Nun ja, über die beste aller möglichen Welten hat sich schon Voltaire in seinem Candide mokiert, aber vielleicht schafft die Globalisierung wenigstens „das beste Welt“. Nur frisch gewagt, Herr Piper!

Ork Nr. 12 und 13: Sein oder nicht sein? – Münchner Ekelgebäck

Ork Nr. 12: SZ Nr. 292, 19.12.14, S. 20; Nr. 293, 20./21.12.14, S. 74
Ork Nr. 13: SZ Nr. 7, 10./11.1.15, S. 73

Als einst meine Familie und ich aus der fränkischen Heimat in eine zauberhafte Kleinstadt in der nordoberbayerischen Grenzmark zuwanderten, fühlte ich mich gleich nach dem Erwerb des Bürgerrechts im himbeerroten Rathaus dazu angehalten, soweit wie möglich im privaten Umgang und selbst zuhause Bayerisch zu sprechen. Nur so konnte ich meinen aufrichtigen Integrationswillen unter Beweis stellen. „Ihch bin der Oddo, un dou bin i derhamm“ – ein absolutes No Go in der Altherren-Faustballriege, und nicht nur dort. Also spitzte ich die Ohren und sog in mich Sätze hinein wie den der Metzgerin: „D‘ Fraa hot sei Toschn steh lossn“, auf Piefkenesisch etwa: ‚Ihre Gattin hat ihre/seine Tasche stehengelassen‘.

Gott ist ja mit dir, du Land der Bayern, und hat letztere in seiner Güte mit dem Instinkt begabt, aus den Umständen der Rede das mit sei gemeinte Wesen herauszukennen. Reduktion von Komplexität ist schließlich ein unverzichtbares Instrument der Daseinsbewältigung, und so ist es nur recht und billig, wenn auch der Journalist davon Gebrauch macht:

„Wegen der Ukraine-Krise und der Sanktionen der EU hat die GM-Tochter Opel bereits im September seine Produktion vor Ort zurückgefahren.“

Womöglich hat sich Thomas Fromm auch von seinem eigenen Artikel zu einer Sprach-Sparmaßnahme anregen lassen. Dazu würde auch seine Überschrift passen: „So geht’s“ – dem ist nichts hinzuzufügen.

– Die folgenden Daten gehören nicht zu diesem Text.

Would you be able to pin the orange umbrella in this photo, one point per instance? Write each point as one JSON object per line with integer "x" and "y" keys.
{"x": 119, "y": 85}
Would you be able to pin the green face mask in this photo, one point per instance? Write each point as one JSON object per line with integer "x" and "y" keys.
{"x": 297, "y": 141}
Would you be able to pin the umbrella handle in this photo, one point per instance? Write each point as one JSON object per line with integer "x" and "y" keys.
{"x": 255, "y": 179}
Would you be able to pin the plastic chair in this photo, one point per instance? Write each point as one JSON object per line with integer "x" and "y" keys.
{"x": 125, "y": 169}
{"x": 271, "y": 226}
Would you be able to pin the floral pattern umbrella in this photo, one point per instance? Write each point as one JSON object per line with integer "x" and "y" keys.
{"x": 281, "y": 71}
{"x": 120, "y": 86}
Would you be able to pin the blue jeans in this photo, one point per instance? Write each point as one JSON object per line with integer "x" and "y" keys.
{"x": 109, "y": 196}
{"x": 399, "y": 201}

Aner gehd no, aner gehd no nei:

„Ohne seinen Menschen hängt die Marionette lediglich leblos am Faden.“

Und wenn es außer der SZ-Syntax noch eines Beweises bedurfte, dass die Stimme Frankens in München nicht nur stets überhört, sondern sogar noch verhöhnt und verhunzt wird, dann ist er erbracht mit dem widerlichen kleinen Ork Nr. 13, zu dem der Skribifax PRZ die zweitheiligste Nürnberger Institution verballhornt hat:

Lebkohen ist der örtliche Terminus technicus, wie er in Sichtweite des Christkinds über den Nürnberger Budentisch geht.“

Ihr Franken, hört alle weg, denn Tannbach (ZDF) ist überall! Außerdem geht auf dem Christkindlesmarkt so mancher Lebbkoung über die Theke, aber bis jetzt noch kein Terminus technicus. So leistet man nur separatistischen Bestrebungen im Norden des Freistaats Vorschub.

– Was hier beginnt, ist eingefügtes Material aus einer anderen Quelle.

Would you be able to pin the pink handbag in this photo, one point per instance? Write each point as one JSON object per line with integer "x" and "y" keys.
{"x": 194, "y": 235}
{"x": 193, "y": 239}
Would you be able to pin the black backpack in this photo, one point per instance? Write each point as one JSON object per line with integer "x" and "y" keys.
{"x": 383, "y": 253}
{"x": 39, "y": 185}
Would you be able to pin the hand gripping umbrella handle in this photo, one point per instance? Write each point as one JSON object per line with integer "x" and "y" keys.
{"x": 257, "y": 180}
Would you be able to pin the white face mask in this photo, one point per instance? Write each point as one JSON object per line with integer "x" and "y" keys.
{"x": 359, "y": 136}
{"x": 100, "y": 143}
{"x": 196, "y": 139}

Ich vermute ja, sowas kann nur ein Wahlmünchner verbrochen haben, einer von Bayerns sechstem Volksstamm, der ebensogut Boarisch kann wie die Maori, dafür aber ein fesches Trachtengwand für die Wiesn im Schrank hängen hat. Zefixhalleluja!

In ehrlicher Entrüstung grüßt
seiner Mutter sein Kind
Orks-Otto

Ork Nr. 11: Letzter Gang

ork11SZ Nr. 1, 2.1.15, S.32

Bei einem Begräbnis IV. Klasse, so witzelte man früher, müsse der Verstorbene seinen Sarg selber zum Grab tragen. Heute können die noch Lebenden gegen mäßiges Entgelt eine Sargtransportservice-Versicherung abschließen, die ihre dereinstigen Hinterbliebenen vor dem finanziellen Ruin bewahrt und es den Verblichenen selbst ermöglicht, unbeschwert und würdevoll zu ihrer letzten Ruhestätte zu schreiten, vielleicht zu den Klängen von Vamos a la Playa:

„Doch wer seinen letzten Gang in Würde gehen will, weiß, wie wichtig eine Trauerfallvorsorge und eine Bestattungskostenversicherung sind. – Und wer denkt schon daran, dass ein würdiges Begräbnis die Hinterbliebenen in finanzielle Not bringen könnte?“

Angesichts der zweifellos hier vorliegenden ernsten Thematik verbietet sich jeglicher scherzhafter Umgang mit derselben. Der guten Ordnung halber sei jedoch darauf hingewiesen, dass allem Anschein nach die hier zitierten Sätze samt ihrer so einfühlsam formulierten Umrahmung nicht von der SZ, sondern vom Bestatterverband Bayern e.V. generiert worden sind. Sie mögen ruhen in Frieden.

In stillem Bedenken
Orks-Otto

Ork Nr. 10: Hängepartie

ork10SZ Nr. 1, 2.1.15, S.11

In der Frühzeit der Bundesrepublik liebten die Menschen einen ziemlich schnulzigen Schlager, der mit den Worten begann „Es hängt ein Pferdehalfter an der Wand“. Wir Buben machten daraus zum Spott „Es hängt ein Pferd zur Hälfte an der Wand“ und lachten dabei. Wir ahnten nicht, dass es eines Tages noch dicker kommen würde:

„Gleichzeitig denkt man unwillkürlich an die Erläuterungen zum Pferdemaler George Stubbs, der die Objekte, die er malte, gehäutet an einem großen Fleischerhaken an die Decke hing, um sie in Ruhe zu studieren.“

Was für ein Anblick! Da liegt ein totes Pferd am Boden, das sich soeben noch rasch gehäutet hat. Davor steht ein Mann, zu dem Arnold Schwarzenegger und Bud Spencer aufblicken würden wie kleine Schulbuben zum Dorfschmied. Der Hüne steckt einen XXL-Fleischerhaken durch den Pferdehals und hangt den mächtigen Kadaver wie einen Kronleuchter an der ächzenden Decke seines Ateliers. Dann lässt er sich auf einem gleichfalls ächzenden Stuhl nieder, um in Ruhe das Objekt seiner malerischen Begierde zu studieren.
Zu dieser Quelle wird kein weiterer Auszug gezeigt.